TOP 1: HETTY GREEN  (1834-1916)

Hetty_GreenInfamously known as the Witch of Wall Street, Henrietta “Hetty” Green was a feisty multi-millionaire in her time (big billionaire if her assets are valued today) and one of the most unforgettable business personalities whose eccentric tightwadness buffled her neighbors, colleagues and even strangers. She also had the honor of being listed by the Guinness Book of World Records as the World’s Greatest Miser after she died.  It was said she spent all night in search of a 2-cent stamp that got lost in her carriage. Kooky or cool? You be the judge.

NET WORTH: Estimated from $100 million to $200 million during 1916 (or $4,458,271.84 in 2013 based on, which makes Green the richest woman in her time.


  • There are a lot of things that Green scrimped on – from fashion to food.  Reports say she wore the same black dress (earning for her the Witch tag) and an undergarment – day in, day out and changed only when they were already threadbare. It was also told that only the dirtiest parts of her dress were washed like the hemlines to save on soap.

  • For food, her meals consisted of 15-cent pies. It was also said that she would consume oatmeal heated on the office radiator.

  • On home and hygiene, she didn’t bath using hot water and never turned on the heater.
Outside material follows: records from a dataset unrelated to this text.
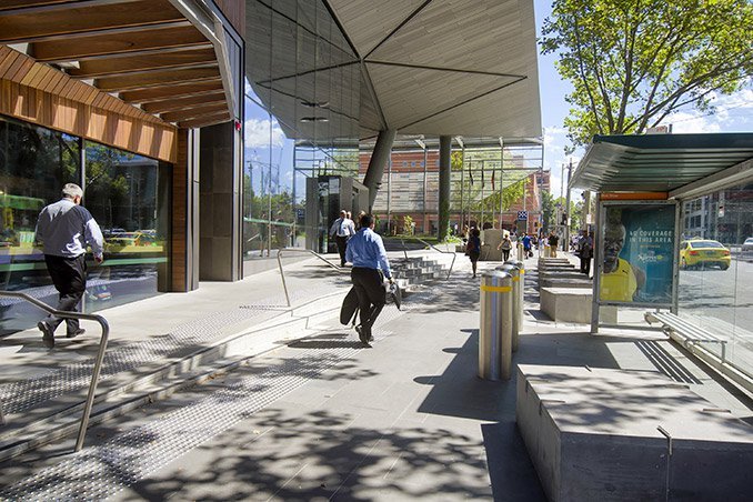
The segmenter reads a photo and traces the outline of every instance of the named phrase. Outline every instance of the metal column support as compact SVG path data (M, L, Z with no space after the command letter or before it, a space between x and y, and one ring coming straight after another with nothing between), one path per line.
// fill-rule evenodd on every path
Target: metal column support
M392 143L394 143L394 137L396 133L398 131L395 129L385 129L383 131L379 131L379 137L376 138L376 143L374 144L374 151L371 152L369 168L367 169L367 173L363 177L363 184L365 184L369 189L369 212L371 212L372 208L374 207L376 192L382 184L384 164L386 164L386 161L390 158Z
M450 177L452 175L451 158L452 137L440 137L440 190L439 190L439 221L436 237L440 242L448 237L450 224Z

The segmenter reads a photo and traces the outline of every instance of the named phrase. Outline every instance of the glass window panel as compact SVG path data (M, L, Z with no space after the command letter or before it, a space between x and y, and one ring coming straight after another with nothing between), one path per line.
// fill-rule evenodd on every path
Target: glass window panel
M77 138L33 124L0 118L0 278L6 291L22 291L49 304L58 293L47 273L41 250L33 248L41 209L61 197L66 183L80 183ZM17 299L0 299L0 333L33 327L38 308Z
M153 159L86 142L84 205L104 235L104 262L89 269L87 310L157 294L167 281L165 187Z

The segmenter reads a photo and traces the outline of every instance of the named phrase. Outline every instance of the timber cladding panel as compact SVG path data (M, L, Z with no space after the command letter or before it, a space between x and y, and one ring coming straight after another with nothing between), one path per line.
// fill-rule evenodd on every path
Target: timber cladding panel
M175 162L174 126L7 46L0 46L0 113Z

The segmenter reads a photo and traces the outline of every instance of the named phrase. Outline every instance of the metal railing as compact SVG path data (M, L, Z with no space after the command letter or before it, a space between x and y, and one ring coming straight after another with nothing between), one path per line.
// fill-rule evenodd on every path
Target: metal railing
M351 270L351 269L349 269L349 268L343 268L343 267L340 267L340 265L338 265L338 264L335 264L335 263L332 263L332 262L331 262L330 260L328 260L327 258L322 257L322 255L319 254L318 252L312 251L312 250L310 250L310 249L304 249L304 248L282 248L281 250L278 251L278 267L280 268L280 278L282 278L282 289L285 291L285 301L288 302L288 307L292 307L292 305L290 304L290 294L288 294L288 283L285 282L285 272L282 270L282 259L281 259L281 258L282 258L282 252L283 252L283 251L285 251L285 252L293 252L293 253L297 252L297 253L303 253L303 254L313 254L314 257L319 258L319 259L322 260L324 263L327 263L328 265L330 265L331 268L333 268L334 270L337 270L337 271L340 272L340 273L350 273L350 270Z
M99 352L97 352L97 359L94 361L94 369L91 374L91 383L89 383L89 393L87 394L87 402L83 406L83 416L81 416L81 426L79 428L79 436L76 440L76 449L74 451L79 452L83 448L83 440L84 436L87 435L87 426L89 426L89 415L91 414L91 408L94 404L94 394L97 392L97 382L99 380L99 373L102 370L102 361L104 360L104 350L108 347L108 339L110 337L110 325L108 324L107 320L97 314L87 314L87 313L81 313L81 312L66 312L62 310L54 310L47 303L42 302L41 300L38 300L33 297L30 297L26 293L19 293L16 291L0 291L0 297L7 297L7 298L20 298L21 300L26 300L29 303L32 303L47 313L50 313L52 315L56 315L58 318L63 318L63 319L84 319L89 321L97 321L100 323L102 327L102 338L100 339L99 343Z
M439 249L438 247L435 247L431 242L426 242L423 239L421 239L420 237L405 237L405 238L400 239L400 243L403 247L403 253L405 254L405 260L408 260L408 250L405 249L405 240L419 241L422 244L428 245L429 248L431 248L434 251L440 252L442 254L452 254L452 263L450 263L450 271L448 272L448 278L446 278L448 281L450 280L450 275L452 275L452 268L455 265L455 259L458 258L456 252L454 252L454 251L442 251L441 249ZM445 244L446 244L446 242L445 242Z

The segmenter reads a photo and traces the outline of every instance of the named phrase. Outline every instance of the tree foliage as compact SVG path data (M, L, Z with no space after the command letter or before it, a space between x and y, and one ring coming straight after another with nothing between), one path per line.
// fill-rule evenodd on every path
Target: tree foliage
M750 86L751 27L750 0L553 0L541 42L574 87L570 140L642 133L674 110L710 110L715 94Z

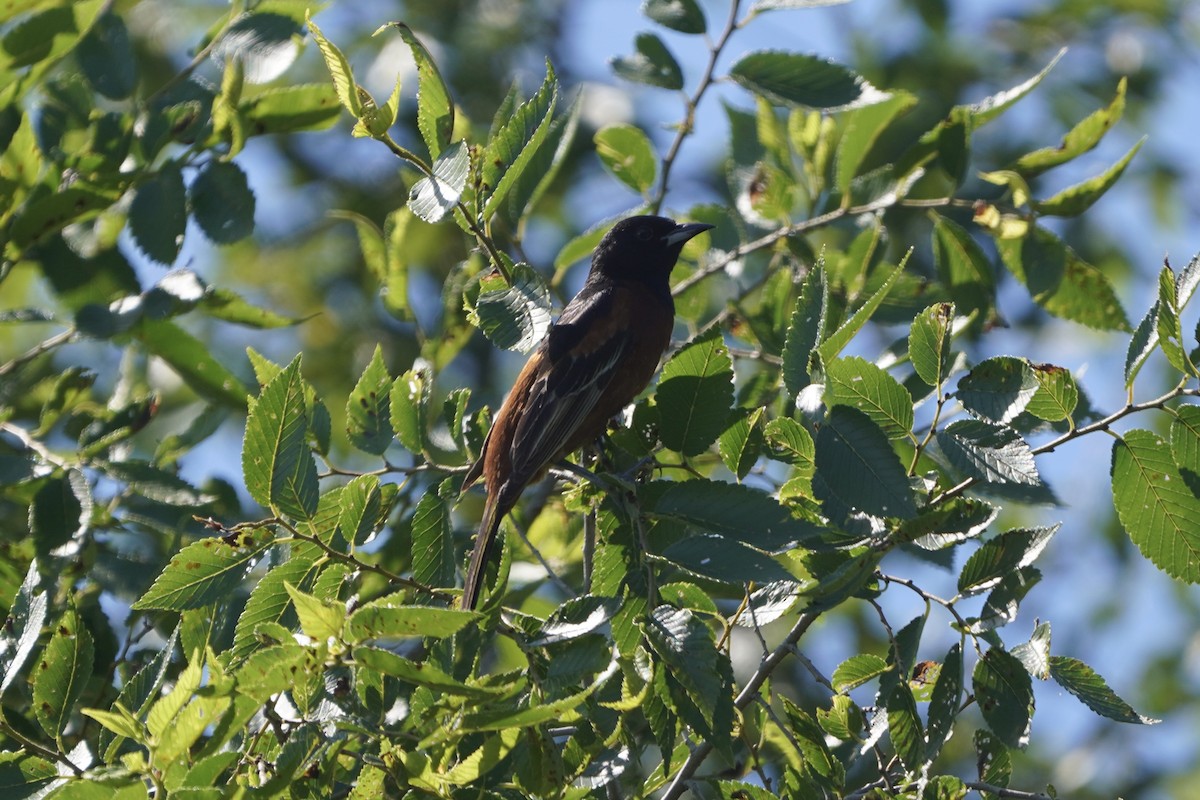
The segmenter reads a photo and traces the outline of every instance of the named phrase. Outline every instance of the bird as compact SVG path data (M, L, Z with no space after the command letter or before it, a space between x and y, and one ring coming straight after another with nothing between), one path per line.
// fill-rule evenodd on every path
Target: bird
M496 534L521 493L551 465L594 441L646 389L671 343L671 270L684 243L713 228L626 217L592 254L583 288L517 374L462 491L487 491L460 607L474 609Z

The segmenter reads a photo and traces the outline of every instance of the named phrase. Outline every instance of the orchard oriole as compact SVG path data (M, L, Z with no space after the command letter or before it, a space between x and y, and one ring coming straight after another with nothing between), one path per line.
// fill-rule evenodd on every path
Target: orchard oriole
M577 295L551 325L496 414L463 489L480 476L484 518L462 591L474 608L496 533L521 492L595 440L650 381L671 342L671 270L684 242L713 225L629 217L605 234Z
How this banker, real estate and railroad financier and her family survived the dead of winter year after year remains a mystery.

  • As if all these extreme frugality cannot justify the miser tag, her biographer recounted an incident in which she tried to have her son Ned’s broken leg treated in a charity  hospital for the poor. This, after perhaps thinking over whether to have him medically treated at all. She was eventually found out, paid the doctor’s bill, and tried to seek herbal home remedies for her son, as well as other forms of medical treatment. Later on, the child’s leg was to be amputated.

Despite the miser tag that is forever associated with her, Hetty Green was one of the pioneering successful businesswomen in America, paved the way for women empowerment in Wall Street and even saved the city of New  York quite a few times when it needed money to stay out of bankruptcy. She also had a Quaker upbringing, which somehow explains her shocking tightwad traits.

These five billionaires knew what it takes to earn money and the hard work involved in accumulating wealth. With most of them starting out poor, they knew just how it was to have nothing and so dispenses money very carefully.

We’re not to judge whether the shocking tightwad habits they exhibited are good or bad.  It all depends on the person and the situation anyway. Most rich people share their tightwad habits with pride, while some are known to lead stingy yet happy and inspiring lives. And whatever people may think of them and their habits, one fact remains:  they’re billionaires! And a feel-good fact to add to that: our miserly megabucks, despite their shocking penny-pinching secrets, are all philanthropists! Nothing like public generosity to wash away personal stinginess.